Andrew Keen: The Internet is Not the Answer
Andrew Keen is out with his new book, where much of his previous argumentation is bound together in a voice more persuasive and harsh than before — so, before anything else is said; this is a book to read and think seriously about. Keen, known to many as THE Internet contrarian, argues very convincingly how the Internet creates more problems than it solves, eradicates more jobs than it creates and portends to be a device for more openness and transparency when in fact it is the opposite. It´s time to wake up, he concludes. And it´s a wake-up call bolstered with a richness of sources, stories and reflections that compels any serious intellectual to either agree or disagree. There is little room left in the middle for the comfortably complacent.

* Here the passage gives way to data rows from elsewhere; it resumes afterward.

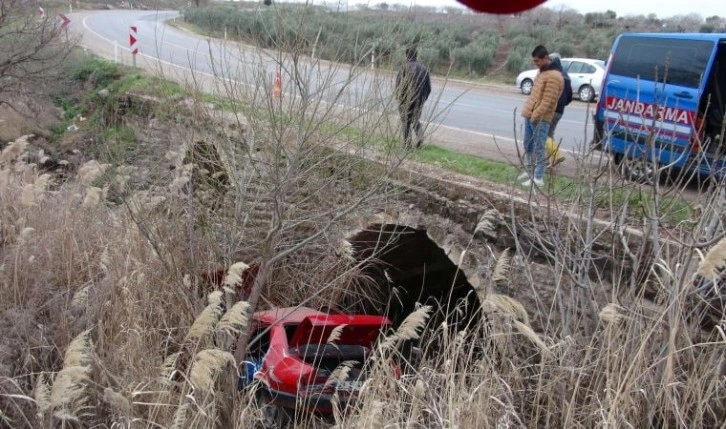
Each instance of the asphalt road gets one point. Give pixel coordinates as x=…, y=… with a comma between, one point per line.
x=467, y=116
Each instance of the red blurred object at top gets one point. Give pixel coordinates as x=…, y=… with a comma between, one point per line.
x=501, y=6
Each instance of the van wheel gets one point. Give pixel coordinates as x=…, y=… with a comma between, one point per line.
x=526, y=86
x=638, y=170
x=586, y=93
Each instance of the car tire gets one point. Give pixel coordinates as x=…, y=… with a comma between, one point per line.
x=586, y=93
x=271, y=416
x=526, y=86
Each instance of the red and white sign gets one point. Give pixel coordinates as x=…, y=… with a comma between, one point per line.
x=64, y=21
x=133, y=41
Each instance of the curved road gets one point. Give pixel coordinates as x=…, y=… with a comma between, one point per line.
x=457, y=110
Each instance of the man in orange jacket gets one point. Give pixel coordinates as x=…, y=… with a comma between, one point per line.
x=538, y=112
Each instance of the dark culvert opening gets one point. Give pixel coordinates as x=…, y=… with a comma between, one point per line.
x=403, y=267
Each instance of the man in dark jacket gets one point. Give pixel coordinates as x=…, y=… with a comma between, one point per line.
x=413, y=87
x=565, y=99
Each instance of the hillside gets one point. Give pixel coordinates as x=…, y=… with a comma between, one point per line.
x=450, y=41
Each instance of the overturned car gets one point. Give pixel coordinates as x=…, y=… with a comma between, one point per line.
x=292, y=356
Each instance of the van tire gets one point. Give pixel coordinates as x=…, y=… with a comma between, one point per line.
x=586, y=93
x=637, y=170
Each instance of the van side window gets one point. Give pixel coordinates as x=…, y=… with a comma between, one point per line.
x=577, y=67
x=678, y=62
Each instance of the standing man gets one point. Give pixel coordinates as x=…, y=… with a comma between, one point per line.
x=538, y=112
x=413, y=86
x=553, y=150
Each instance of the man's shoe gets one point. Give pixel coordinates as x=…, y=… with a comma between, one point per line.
x=556, y=162
x=537, y=182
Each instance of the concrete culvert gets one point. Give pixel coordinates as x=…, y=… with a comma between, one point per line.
x=402, y=267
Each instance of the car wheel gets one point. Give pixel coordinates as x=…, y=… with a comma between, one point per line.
x=586, y=93
x=272, y=416
x=526, y=86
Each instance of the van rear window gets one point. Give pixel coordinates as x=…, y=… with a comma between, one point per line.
x=675, y=61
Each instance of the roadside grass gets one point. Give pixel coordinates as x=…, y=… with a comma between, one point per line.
x=565, y=189
x=121, y=79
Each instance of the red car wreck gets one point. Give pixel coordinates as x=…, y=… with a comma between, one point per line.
x=293, y=352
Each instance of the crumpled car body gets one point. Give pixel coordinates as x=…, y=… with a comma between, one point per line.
x=294, y=351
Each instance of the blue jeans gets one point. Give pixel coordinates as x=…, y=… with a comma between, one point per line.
x=535, y=137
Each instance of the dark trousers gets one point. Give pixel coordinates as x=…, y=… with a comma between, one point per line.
x=410, y=118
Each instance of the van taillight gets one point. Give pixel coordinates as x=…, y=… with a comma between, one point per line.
x=604, y=81
x=697, y=134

Here is a note from The Guardian to set this blog post on a track. More will be added. Here is also a 1 hour interview or conversation from Triangulation 183. It is a new website to me, but the interview is quite decent.
From The Guardian
The internet that we use today was switched on in January 1983, and for its first 10 years was almost exclusively the preserve of academic researchers, which meant that cyberspace evolved as a parallel, utopian universe in which the norms of “meatspace” (John Perry Barlow’s term for the real, physical world) did not apply. In fact, for most of the first two decades, the real world remained blissfully unaware of the existence of the virtual one.
And then Tim Berners-Lee invented the web, and in 1993 Marc Andreessen released Mosaic, the first graphical browser, and suddenly the real world realised what the internet was and, more importantly, what it could do. What happened next was, with hindsight, predictable, though relatively few people spotted it at the time. It was later summed up by John Doerr, a Silicon Valley venture capitalist, as “the greatest legal accumulation of wealth in history”. More succinctly you could say that what happened was that Wall Street moved west.
Andrew Keen – like many who were involved in the net in the early days – started out as an internet evangelist. In the 1990s he founded a startup in the Bay Area and drank the Kool-Aid that fuelled the first internet bubble. But he saw the light before many of us, and rapidly established himself as one of the net’s early contrarians.